The prospect you are pursuing spends much money in your space. They use a great deal of what you sell. Always have, and always will. Winning their business will move you very close to reaching your goal, and they’re engaged in the sales conversation with you now. But before you decide that revenue is all that matters, look for these ten sure-fire signs that your dream client is a nightmare.
- Complaining About Their Partner: The more your contact is willing to criticize, complain, or trash their existing supplier, the more likely it is that they are a nightmare client. You might view their complaints as proof they are dissatisfied and a compulsion to change. It is more likely evidence they may be a difficult client with unrealistic expectations. Your competitor is not terrible, and if they are being torn apart in your discovery meeting, you might be next.
- Frequently Changes Partners: The more often a prospective client changes partners, the more confident you can be that there is something wrong on their side. When clients are partner-oriented, they work through challenges and obstacles to the performance they need. The fact that a prospective client changes more often than is customary in your industry is cause for concern.
- Hyper-Focused on Price: Your dream clients are willing to invest in the results they want, need, and expect you to deliver. They are willing to pay a little more to ensure they are investing in their results. The more time and attention your prospect places on their price, the less they spend on the outcomes they need. Every client is obligated to ask you for your best price, but your dream clients won’t make price the most significant part of the sales conversation.
- Changes for Price Reduction: If your prospective client has changed for a price reduction more than once, you are safe in suspecting that they will change for a lower price again. When you provide a lower price that compels a prospect to change, your competitor’s lower price will compel them to leave you for a few pennies.
- Believes You Are a Commodity: What you sell is perceived as a commodity. You, however, don’t have to behave like a commodity. When your sales approach creates value for your client, it should prevent commoditization. When your prospective client treats you like you are a commodity, like the purchase is a transaction, that is often enough for you to suspect your prospect isn’t going to be a dream client.
- Adversarial Approach: When your contacts portray that they are adversarial in the sale conversation, you now know what your relationship is going to look like when they sign your contract. Your dream clients are never going to be adversarial. Your best clients will be partner-oriented, wanting you to succeed and treating you as an essential part of your team. If you ignore these red flags, you are likely bringing on a problematic client. A nightmare client can sneak through your filters, becoming a new, challenging, regrettable client.
- Withholding Information: Withholding is never healthy in a relationship. If your contacts refuse to share information you need to serve them, you’re in trouble. More than ever, the transfer of information between the sales organization and their client is critical to success. When your client doesn’t share information, you will struggle to serve them.
- Poor Communication: Not too many things can damage results like poor communication. A client that communicates too infrequently, especially when you have tried to communicate, is challenging to serve. The quality of communication is also an indication of the health of your relationship, as well as how well you will do helping your client.
- Refusal to Make Change: A client that refuses to make the changes they need to make to produce results they need is troublesome.

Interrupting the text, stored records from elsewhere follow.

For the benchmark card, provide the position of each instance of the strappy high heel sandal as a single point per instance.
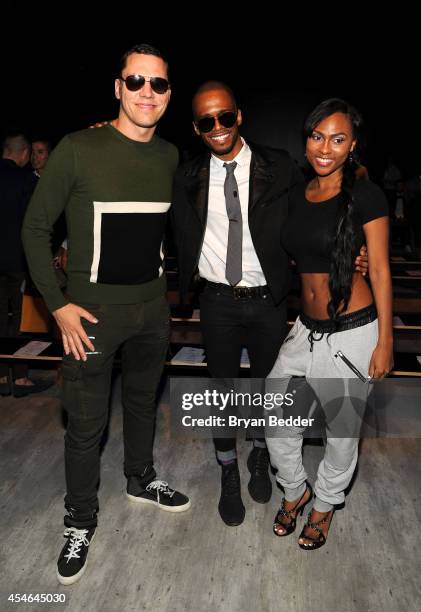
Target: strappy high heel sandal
(288, 514)
(319, 540)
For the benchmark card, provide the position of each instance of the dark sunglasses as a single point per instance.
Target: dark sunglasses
(206, 124)
(134, 82)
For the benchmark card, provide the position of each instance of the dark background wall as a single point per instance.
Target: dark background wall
(59, 78)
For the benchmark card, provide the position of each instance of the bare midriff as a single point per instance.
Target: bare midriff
(315, 294)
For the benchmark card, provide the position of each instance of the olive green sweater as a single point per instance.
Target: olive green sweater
(115, 193)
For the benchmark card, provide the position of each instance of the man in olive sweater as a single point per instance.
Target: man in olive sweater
(114, 185)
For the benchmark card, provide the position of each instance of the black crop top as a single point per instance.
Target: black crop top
(311, 226)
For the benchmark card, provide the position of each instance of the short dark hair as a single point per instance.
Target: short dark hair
(211, 86)
(14, 140)
(44, 141)
(143, 49)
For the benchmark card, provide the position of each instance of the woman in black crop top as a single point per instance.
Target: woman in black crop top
(329, 219)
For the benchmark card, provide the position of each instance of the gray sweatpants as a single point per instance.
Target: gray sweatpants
(343, 398)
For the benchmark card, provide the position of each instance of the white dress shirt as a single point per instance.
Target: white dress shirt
(213, 257)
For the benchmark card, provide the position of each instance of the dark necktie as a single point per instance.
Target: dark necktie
(233, 270)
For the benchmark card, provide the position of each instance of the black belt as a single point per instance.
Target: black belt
(358, 318)
(239, 293)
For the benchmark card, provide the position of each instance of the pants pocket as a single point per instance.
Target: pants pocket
(83, 397)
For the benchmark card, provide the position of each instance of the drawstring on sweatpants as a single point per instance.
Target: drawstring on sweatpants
(312, 338)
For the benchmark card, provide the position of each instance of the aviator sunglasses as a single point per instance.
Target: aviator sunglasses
(134, 82)
(226, 119)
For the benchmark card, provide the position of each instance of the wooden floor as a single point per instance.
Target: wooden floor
(146, 559)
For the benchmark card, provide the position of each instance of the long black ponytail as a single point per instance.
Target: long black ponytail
(344, 239)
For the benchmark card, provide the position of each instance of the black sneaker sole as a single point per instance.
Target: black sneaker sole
(68, 580)
(232, 523)
(141, 500)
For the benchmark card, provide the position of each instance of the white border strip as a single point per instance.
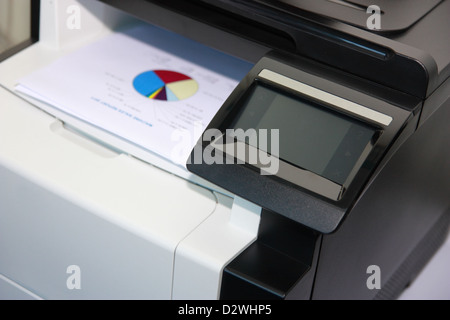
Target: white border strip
(336, 101)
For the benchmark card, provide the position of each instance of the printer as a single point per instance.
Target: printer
(348, 196)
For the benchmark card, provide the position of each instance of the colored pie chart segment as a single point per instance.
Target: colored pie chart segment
(165, 85)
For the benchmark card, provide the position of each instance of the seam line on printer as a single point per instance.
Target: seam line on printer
(186, 236)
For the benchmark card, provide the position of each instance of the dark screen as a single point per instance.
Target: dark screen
(312, 137)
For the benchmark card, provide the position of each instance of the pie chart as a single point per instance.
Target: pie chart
(165, 85)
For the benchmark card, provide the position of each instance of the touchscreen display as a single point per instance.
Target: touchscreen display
(311, 136)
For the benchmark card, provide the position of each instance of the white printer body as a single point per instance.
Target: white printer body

The Commitment to Execute is critical to the value you sold. You are going to be held accountable for delivering that value. This makes for a bad client.
- Late Payments: Some companies cannot pay their bills. Your BB sales process prevents you from taking them as clients. From time to time, you will bring on a new customer who can pay, but who is unwilling to pay. You will call and ask them for payment. They promise they are taking care of it, even though it won’t show up.
Winning a nightmare client will end up being the same as not winning a client. Better spend your time on what will be good clients.